After opening in 1995, traffic and revenues on the Greenway fell far short of expectations, with traffic volumes nearly 70 percent below projected levels. In response, toll rates were reduced nearly in half, a measure that increased traffic levels but not revenues; the state also allowed the speed limit on the facility to be increased from 55 to 65 miles per hour to increase its attractiveness. Still facing financial challenges, TRIP II restructured its debt in 1999 with $332 million in privately-placed, insured bonds maturing in 2003 and 2005. In 2001, the Virginia State Corporation Commission (SCC) extended the term of TRIP II's concession for an additional 20 years to 2056. In September 2004, variable peak and discounted off-peak point-to-point rates were introduced to better manage peak period congestion on the facility.

In March 2005, Macquarie Infrastructure Group (MIG) acquired TRIP II and gained control of the Dulles Greenway for $617.5 million, also issuing $391 million in additional revenue bonds at that time.  Ownership in TRIP II is now held in equal shares by Macquarie Atlas Roads and Macquarie Investment Partners I, funds both managed by Macquarie Group Limited.

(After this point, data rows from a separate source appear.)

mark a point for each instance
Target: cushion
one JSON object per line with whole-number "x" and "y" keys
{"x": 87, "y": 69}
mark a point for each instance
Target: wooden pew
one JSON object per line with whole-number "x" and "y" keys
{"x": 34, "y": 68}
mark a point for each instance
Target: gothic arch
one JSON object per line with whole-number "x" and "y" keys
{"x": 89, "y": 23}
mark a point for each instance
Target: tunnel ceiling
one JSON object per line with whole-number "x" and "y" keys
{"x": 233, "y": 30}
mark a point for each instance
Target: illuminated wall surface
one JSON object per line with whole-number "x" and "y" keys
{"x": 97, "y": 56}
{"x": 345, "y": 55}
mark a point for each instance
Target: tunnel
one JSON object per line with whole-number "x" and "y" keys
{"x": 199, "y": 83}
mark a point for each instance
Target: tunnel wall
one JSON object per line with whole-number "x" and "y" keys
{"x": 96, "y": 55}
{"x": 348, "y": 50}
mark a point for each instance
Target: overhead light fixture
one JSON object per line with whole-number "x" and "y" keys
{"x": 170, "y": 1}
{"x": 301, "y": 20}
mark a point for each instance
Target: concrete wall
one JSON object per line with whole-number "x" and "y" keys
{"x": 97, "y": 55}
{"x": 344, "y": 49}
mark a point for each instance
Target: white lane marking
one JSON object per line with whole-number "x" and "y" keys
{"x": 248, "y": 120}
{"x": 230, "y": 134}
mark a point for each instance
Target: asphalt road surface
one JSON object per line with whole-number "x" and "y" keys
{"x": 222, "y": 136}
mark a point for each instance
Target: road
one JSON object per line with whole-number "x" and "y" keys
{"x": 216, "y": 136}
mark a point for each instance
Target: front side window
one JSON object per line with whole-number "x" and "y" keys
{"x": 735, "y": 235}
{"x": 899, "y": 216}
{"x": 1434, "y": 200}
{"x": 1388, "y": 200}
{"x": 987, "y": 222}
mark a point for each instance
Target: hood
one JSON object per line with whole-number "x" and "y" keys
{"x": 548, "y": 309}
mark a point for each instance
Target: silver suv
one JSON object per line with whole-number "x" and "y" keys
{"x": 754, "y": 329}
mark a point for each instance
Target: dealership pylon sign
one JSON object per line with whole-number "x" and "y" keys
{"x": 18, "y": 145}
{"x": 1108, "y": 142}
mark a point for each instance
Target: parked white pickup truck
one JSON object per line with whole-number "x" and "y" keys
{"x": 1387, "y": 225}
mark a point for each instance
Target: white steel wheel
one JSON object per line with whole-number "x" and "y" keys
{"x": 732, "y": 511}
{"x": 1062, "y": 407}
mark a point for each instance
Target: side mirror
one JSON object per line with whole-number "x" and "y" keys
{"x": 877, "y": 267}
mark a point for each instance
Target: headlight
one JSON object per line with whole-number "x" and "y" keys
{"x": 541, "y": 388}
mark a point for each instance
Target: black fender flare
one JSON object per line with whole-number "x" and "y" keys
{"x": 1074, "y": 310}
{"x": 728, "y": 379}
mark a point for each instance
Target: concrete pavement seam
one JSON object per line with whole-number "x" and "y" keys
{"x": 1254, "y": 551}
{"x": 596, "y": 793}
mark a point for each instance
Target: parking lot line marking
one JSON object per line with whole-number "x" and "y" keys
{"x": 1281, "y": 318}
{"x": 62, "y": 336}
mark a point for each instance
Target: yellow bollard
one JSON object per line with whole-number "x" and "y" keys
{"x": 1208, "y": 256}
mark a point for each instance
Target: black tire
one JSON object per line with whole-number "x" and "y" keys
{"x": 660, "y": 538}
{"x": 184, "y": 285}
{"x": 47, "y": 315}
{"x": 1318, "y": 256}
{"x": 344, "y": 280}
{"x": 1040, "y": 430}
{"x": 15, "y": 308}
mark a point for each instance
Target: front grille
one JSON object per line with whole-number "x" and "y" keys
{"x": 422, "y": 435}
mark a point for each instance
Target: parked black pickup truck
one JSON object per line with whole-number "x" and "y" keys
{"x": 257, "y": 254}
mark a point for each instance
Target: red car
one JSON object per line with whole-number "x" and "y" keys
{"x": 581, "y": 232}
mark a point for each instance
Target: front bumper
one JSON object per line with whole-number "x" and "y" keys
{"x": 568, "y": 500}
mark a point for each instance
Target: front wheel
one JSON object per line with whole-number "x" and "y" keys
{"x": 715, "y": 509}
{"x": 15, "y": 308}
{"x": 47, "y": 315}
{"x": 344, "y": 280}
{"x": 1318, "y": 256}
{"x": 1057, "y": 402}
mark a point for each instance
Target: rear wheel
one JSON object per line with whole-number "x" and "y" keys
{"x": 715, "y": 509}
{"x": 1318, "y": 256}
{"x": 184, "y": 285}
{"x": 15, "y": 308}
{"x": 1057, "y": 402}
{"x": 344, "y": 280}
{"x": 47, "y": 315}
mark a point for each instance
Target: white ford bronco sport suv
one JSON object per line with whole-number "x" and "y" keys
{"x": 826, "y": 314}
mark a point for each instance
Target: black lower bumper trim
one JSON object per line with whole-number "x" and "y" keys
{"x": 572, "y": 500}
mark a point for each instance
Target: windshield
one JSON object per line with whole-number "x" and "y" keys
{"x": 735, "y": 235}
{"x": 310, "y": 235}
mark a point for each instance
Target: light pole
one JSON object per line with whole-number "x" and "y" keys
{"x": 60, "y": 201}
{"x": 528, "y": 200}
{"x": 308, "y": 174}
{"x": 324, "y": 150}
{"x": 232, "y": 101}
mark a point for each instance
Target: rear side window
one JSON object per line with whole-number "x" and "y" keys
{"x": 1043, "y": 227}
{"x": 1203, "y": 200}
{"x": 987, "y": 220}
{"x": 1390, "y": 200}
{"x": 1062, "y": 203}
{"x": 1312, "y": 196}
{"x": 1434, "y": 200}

Despite changes to the 1988 Act allowing for annual toll rate increases and the Dulles Greenway’s location in the highest-income county in the U.S., the facility continues to struggle financially. Traffic levels on the toll road have seen declines due to toll rate increases and the effects of the economic recession, combined with improvements made to competing, untolled facilities in the area. The outstanding revenue bonds issued by TRIP II are currently rated BB+ by Fitch Ratings, one notch below investment grade.